Nipponbashi is an area in the southern Minami district of Osaka that has long been known for its cheap electronics and appliance stores and has more recently become equally well-known as a center of otaku (or geek) culture. Nicknamed Denki Machi which means “Electric Town” or just Denden Town, this area is Osaka’s answer to Tokyo’s famous Akihabara electronics district.
The main area of Nipponbashi is bordered on the east by the Sakaisuji boulevard, and on the west by a side street that runs parallel to Sakaisuji that has been nicknamed Ota Road (short for “Otaku Road”). In between these two streets is an area of shopping arcades and alleyways filled with tiny shops selling all kinds of electronics components and specialty electrical goods.
On Sakaisuji between the Nipponbashi 3-chome intersection on Nansan Dori Street in the north and the Ebisucho intersection in the south you can find all the big name electronics and home appliance retailers. The area to the west of this street has a lot of small independent stores. At many of these smaller stores discounts are common and negotiating a price is the norm. At the bigger stores there are often tax-free offers for overseas visitors.
In the early 20th century a lot second hand goods, clothing, and book stores opened in Nipponbashi, and it wasn’t until after the Second World War that electrical stores began to dominate the area.

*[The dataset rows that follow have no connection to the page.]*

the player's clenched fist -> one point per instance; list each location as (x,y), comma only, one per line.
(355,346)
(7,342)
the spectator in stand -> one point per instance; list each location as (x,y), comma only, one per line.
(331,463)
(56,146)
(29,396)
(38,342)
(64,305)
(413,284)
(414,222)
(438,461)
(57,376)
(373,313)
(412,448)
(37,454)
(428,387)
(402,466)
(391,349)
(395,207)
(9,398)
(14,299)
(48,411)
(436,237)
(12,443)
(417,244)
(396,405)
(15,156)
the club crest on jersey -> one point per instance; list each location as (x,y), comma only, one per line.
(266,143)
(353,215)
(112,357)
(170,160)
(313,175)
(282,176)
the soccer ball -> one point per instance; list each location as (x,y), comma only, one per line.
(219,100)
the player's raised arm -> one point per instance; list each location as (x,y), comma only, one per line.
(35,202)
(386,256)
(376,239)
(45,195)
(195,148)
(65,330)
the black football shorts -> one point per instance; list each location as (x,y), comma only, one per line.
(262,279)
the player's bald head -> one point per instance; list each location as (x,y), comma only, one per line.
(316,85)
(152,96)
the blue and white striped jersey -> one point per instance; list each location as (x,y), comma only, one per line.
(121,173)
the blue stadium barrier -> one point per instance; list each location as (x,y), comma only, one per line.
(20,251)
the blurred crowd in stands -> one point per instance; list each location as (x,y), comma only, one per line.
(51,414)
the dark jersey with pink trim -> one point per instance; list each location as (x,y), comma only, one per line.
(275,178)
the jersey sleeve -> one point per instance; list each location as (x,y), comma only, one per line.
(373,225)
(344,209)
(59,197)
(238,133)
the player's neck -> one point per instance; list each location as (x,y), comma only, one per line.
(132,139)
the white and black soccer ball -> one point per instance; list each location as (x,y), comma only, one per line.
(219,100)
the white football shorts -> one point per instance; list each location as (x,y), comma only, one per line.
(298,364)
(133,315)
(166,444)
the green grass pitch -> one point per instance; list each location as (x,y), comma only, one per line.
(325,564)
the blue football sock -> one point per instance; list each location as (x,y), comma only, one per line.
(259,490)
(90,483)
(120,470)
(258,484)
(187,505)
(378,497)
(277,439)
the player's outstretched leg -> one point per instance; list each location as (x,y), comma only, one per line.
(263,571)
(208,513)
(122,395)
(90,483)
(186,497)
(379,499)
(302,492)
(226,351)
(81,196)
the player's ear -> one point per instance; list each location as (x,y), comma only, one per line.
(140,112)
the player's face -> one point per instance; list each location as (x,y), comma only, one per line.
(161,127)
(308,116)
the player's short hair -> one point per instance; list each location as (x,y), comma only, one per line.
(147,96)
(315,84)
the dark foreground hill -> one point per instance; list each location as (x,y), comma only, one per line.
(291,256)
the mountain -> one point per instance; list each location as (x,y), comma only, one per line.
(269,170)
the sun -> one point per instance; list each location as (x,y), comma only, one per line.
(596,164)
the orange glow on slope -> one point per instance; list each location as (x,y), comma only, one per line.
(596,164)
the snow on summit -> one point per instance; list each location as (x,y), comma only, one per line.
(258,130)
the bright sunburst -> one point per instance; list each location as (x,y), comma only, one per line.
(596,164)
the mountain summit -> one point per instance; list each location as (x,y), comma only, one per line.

However, more recently the Bic Camera store in nearby Namba, and the Yodobashi Camera store in Umeda have been luring customers away from Denden Town and many local electronics stores have disappeared. In their place shops catering to otaku culture have appeared.
Along Otaku Road you can find stores selling manga comics, anime music and videos, retro toys and games, cosplay costumes, and collectible models and figures.
You will also see young ladies dressed in French maid costumes at every intersection of Otaku Road who are trying to attract customers to their main cafes. At these cafes the girls in exaggerated maid costumes serve drinks, chat with customers and sometimes play games too. Though originally intended for young male otaku, these cafes have become popular with tourists of all genders. However, these cafes can be very expensive as your final bill is not just for the drinks, or the food, but also for the maid’s attentive service and conversation.
Every March the entire Denden Town area is shut down to traffic for the Nipponbashi Street Festa. This celebration of otaku culture features a costume parade and live music and dance performances. During this event cosplayers from all over Japan congregate here and pose on the street for eager photographers.